El regimiento de S-400 de Najodka proporcionará seguridad aérea a la próxima cumbre de la Organización para la Cooperación Económica Asia-Pacífico (APEC), que se celebrará en Vladivostok del 1 al 8 de septiembre. Un evento de estas características requiere que se  garantice la seguridad ante posibles amenazas. Pero la presencia de los S-400 en el extremo oriental de Rusia va más allá de la cumbre de la APEC.

sistema de misiles antiaéreos Triumf S-400

El lugar donde se celebrará la cumbre de la APEC podría llegar a convertirse en escenario de un conflicto militar o incluso en objetivo terrorista. Existe una disputa territorial sobre las islas Kuriles del sur, territorio ruso que Japón reivindica. Por otra parte,  la región marítima en la que se sitúa Vladivostok es el baluarte de la flota rusa del Pacífico. Allí se encuentran numerosos aeródromos estratégicos, la ciudad de Arseniev con su famosa fábrica de helicópteros y otros muchos lugares que necesitan protección.

 

Aunque los S-400 empezaron a producirse en serie en 2007, a finales de 2011 solo se habían desplegado dos regimientos, compuestos por cuatro escuadrones con ocho de estos sistemas cada uno. Este año se han formado dos regimientos más: uno en Kaliningrado, en el noroeste de Rusia, y el otro en Najodka, constituido cada uno por cuatro escuadrones. Según el programa de armamento estatal para 2011-2020, se crearán un total de 56 escuadrones de S-400, lo que significa que será preciso incrementar su producción en un 50%. Para alcanzar los objetivos previstos, el consorcio ruso Almaz Antei está construyendo en la actualidad nuevas plantas de fabricación.

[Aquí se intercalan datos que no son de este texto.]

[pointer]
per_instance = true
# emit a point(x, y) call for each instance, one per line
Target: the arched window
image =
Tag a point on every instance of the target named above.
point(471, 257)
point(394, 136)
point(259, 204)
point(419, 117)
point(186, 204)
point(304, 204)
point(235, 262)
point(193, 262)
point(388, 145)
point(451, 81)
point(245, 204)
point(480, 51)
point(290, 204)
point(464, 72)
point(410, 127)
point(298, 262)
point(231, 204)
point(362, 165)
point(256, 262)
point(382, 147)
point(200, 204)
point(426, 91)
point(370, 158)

Además de Moscú, el noroeste, el extremo oriental, la parte industrializada de los Urales y otras regiones donde los S-400 estarán en servicio permanentemente, podrían aparecer también en la región del Ártico, de la que no se puede decir que cuente con una infraestructura de defensa aérea bien organizada, si exceptuamos la península de Kola.

Las Fuerzas Aéreas, que acaban de celebrar su centenario,  tienen un buen número aeródromos en el Ártico, pero sin una defensa antiaérea adecuada son bastante vulnerables. Cuando se desplieguen en Narian-Mar, Vorkutá, Salejard, Novi Urengoi e Igarka, los S-400 crearán un paraguas de seguridad sobre un enorme territorio, que va desde Arjangelsk a Irkutsk, contra una potencial amenaza de ataque con misiles desde el norte.